Emilie Horvilleur1, Matthieu Bauer1, David Goldschneider1,2, Xénia Mergui1, Alix de La Motte1, Jean Bénard1,3, Sétha Douc-Rasy1,* and David Cappellen1

1Interactions Molécularies et Cancer, Unité Mixte de Recherche 8126 - Centre National de Recherche Scientifique-Université Paris Sud-11 - Institut de Cancérologie Gustave Roussy, 94805 Villejuif, France, 2Apoptose, Cancer et Développement,Unité Mixte de Recherche 5238, Centre National de Recherche Scientifique - Université de Lyon, Centre Léon Bérard, 69008 Lyon and 3Département de Biologie et Pathologie Médicales, Institut de Cancérologie Gustave Roussy, 94805 Villejuif, France

*To whom correspondence should be addressed. Tel: +33 1 42 11 48 53; Fax: +33 1 42 11 54 94; Email: sdouc{at}igr.fr Correspondence may also be addressed to David Cappellen. Tel: +33 1 42 11 61 44; Fax: +33 1 42 11 54 94; Email: cappellen{at}igr.fr

Received February 15, 2008. Revised June 3, 2008. Accepted June 5, 2008.

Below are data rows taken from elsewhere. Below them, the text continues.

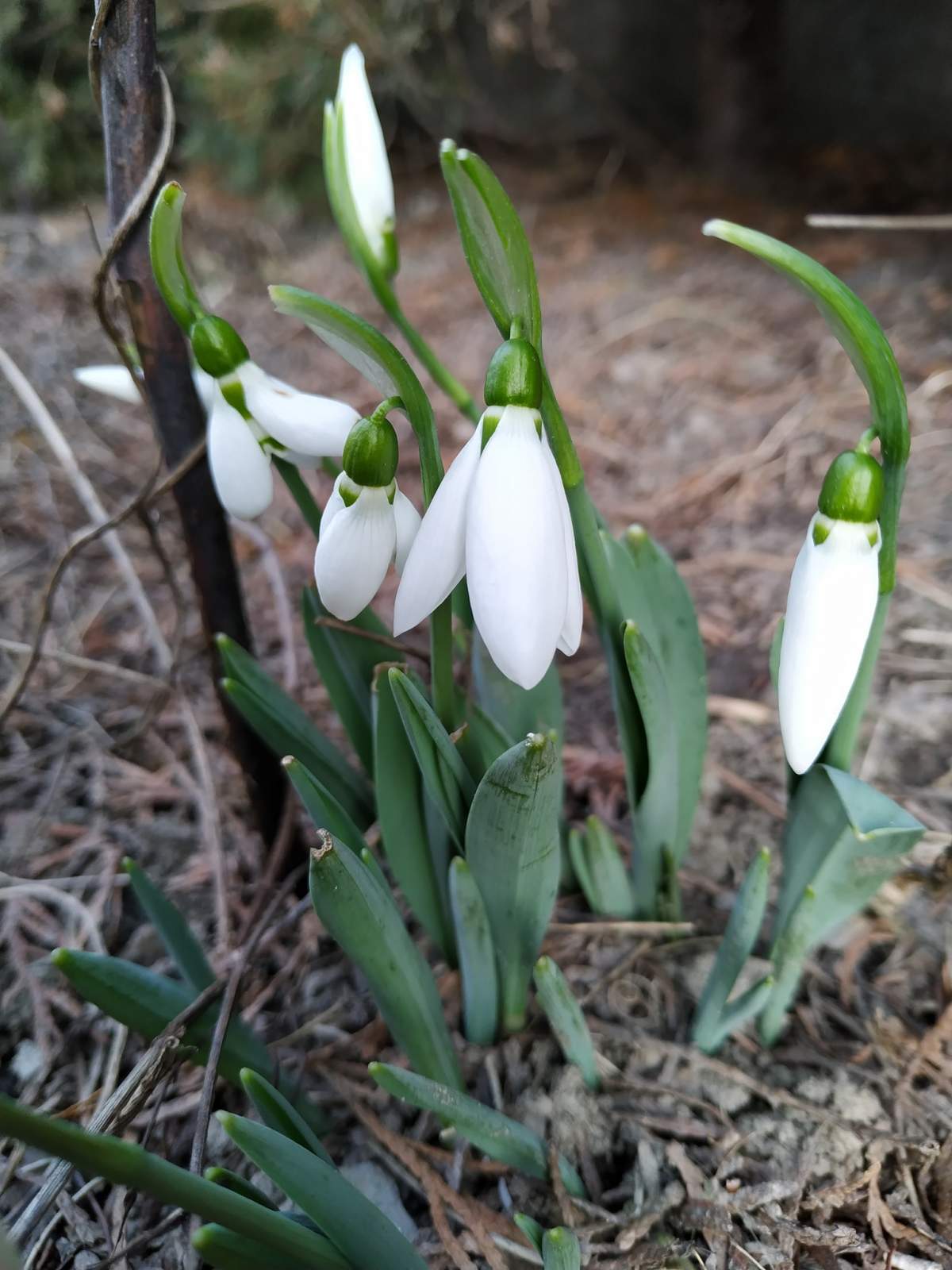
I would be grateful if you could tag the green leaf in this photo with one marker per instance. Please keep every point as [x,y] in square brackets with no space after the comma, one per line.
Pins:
[173,929]
[494,241]
[347,664]
[601,870]
[281,1114]
[869,352]
[560,1250]
[355,1225]
[239,1185]
[127,1165]
[655,817]
[512,846]
[478,963]
[843,840]
[378,360]
[443,772]
[401,814]
[285,727]
[566,1020]
[708,1030]
[324,810]
[225,1250]
[363,920]
[516,710]
[490,1132]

MYCN activation, mainly by gene amplification, is one of the most frequent molecular events in neuroblastoma (NB) oncogenesis, and is associated with increased malignancy and decreased neuronal differentiation propensity. The frequency of concomitant loss of heterozygosity at the 1p36.3 locus, which harbours the p53 anti-oncogene homologue TP73, indicates that MYCN and p73 alterations may cooperate in the pathogenesis of NB. We have previously shown that p73 isoforms are deregulated in NB tumours and that TAp73 co-operates synergistically with p53 for apoptosis of NB cells, whereas {Delta}Np73 activates the expression of neuronal differentiation genes such as BTG2. Herein, using both ectopic expression and RNA interference-mediated silencing of p73 in MYCN amplified NB cells, we show that p73{alpha} isoforms inhibit MYCN expression at both transcript and protein levels, in spite of transactivator effects on MYCN promoter. To explain this paradox, we found that TAp73{alpha} exerts negative post-transcriptional effects leading to reduced MYCN mRNA stability. RNA immunoprecipitation experiments suggest that this dominant inhibitory post-transcriptional effect could be due to an interaction between the p73 protein and MYCN mRNA, a hypothesis also raised for the regulation of certain genes by the p53 protein.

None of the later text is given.